Factual Background Edit
Plaintiff, Sheila Watters, brought suit against Defendant, TSR, Inc. (“TSR”), a game publishing company, for wrongful death of her son. TSR’s Dungeons & Dragons game is one in which the players assume the roles of characters in adventures, which set in an imaginary ancient world narrated by a player known as the Dungeon Master. The rules of the game do not call for the physical acting out of any role. There is no indication that the game's materials glorify or encourage suicide, or even mention it.
Mrs. Watters claimed that her son was an avid player of the game, and that it came to dominate his mind to such an extent that he was driven to suicide. She claimed that TSR violated a duty of care in publishing and distributing the game materials and that TSR violated a duty to warn that the game could cause psychological harm in fragile-minded children. She also claimed that her son's death, which was caused by a self-inflicted gunshot wound, was a direct and proximate result of TSR's alleged wrong-doing.

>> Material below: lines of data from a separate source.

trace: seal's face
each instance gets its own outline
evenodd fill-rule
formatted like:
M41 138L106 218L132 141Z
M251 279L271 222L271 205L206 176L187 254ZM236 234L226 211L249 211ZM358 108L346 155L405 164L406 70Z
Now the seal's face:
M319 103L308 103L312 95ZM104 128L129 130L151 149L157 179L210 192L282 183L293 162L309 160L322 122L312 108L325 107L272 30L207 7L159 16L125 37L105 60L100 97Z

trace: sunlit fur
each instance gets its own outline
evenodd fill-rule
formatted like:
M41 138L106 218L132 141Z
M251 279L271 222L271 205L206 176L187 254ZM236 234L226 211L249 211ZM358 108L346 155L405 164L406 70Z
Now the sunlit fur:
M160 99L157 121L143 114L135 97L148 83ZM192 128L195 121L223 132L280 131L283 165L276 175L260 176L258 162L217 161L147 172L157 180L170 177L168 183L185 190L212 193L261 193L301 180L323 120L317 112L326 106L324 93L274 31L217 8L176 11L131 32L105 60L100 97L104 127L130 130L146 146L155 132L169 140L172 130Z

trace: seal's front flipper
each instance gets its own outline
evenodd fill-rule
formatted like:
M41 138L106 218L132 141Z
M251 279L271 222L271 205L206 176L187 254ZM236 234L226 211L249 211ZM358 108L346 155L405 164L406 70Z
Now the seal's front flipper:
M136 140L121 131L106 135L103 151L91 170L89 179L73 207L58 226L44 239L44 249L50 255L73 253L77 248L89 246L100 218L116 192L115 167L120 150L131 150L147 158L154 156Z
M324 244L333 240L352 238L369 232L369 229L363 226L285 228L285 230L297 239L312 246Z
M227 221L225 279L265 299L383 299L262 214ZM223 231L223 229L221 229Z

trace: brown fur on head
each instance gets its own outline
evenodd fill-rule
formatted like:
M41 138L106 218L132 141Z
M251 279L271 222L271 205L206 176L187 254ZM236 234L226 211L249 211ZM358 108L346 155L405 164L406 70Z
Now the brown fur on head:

Trial Court Proceedings Edit
TSR filed a motion for summary judgment based on the First and Fourteenth Amendments and on familiar principles of tort law. TSR argued that the game is privileged under the First Amendment's guarantee of freedom of speech. In the alternative, TSR argued that it owed no duty to Watter's son and that the suicide was an intervening superseding cause of death, breaking the chain of causation. The trial court granted TSR's motion on First Amendment grounds but did not reach any of the state law issues.
Appellate Court Proceedings Edit
The appellate court held that TSR was not negligent in disseminating the game to "mentally fragile" people, that TSR breached no duty to warn, and the son's suicide was an intervening cause of his death. Thus, the appellate court affirmed the trial court's judgment.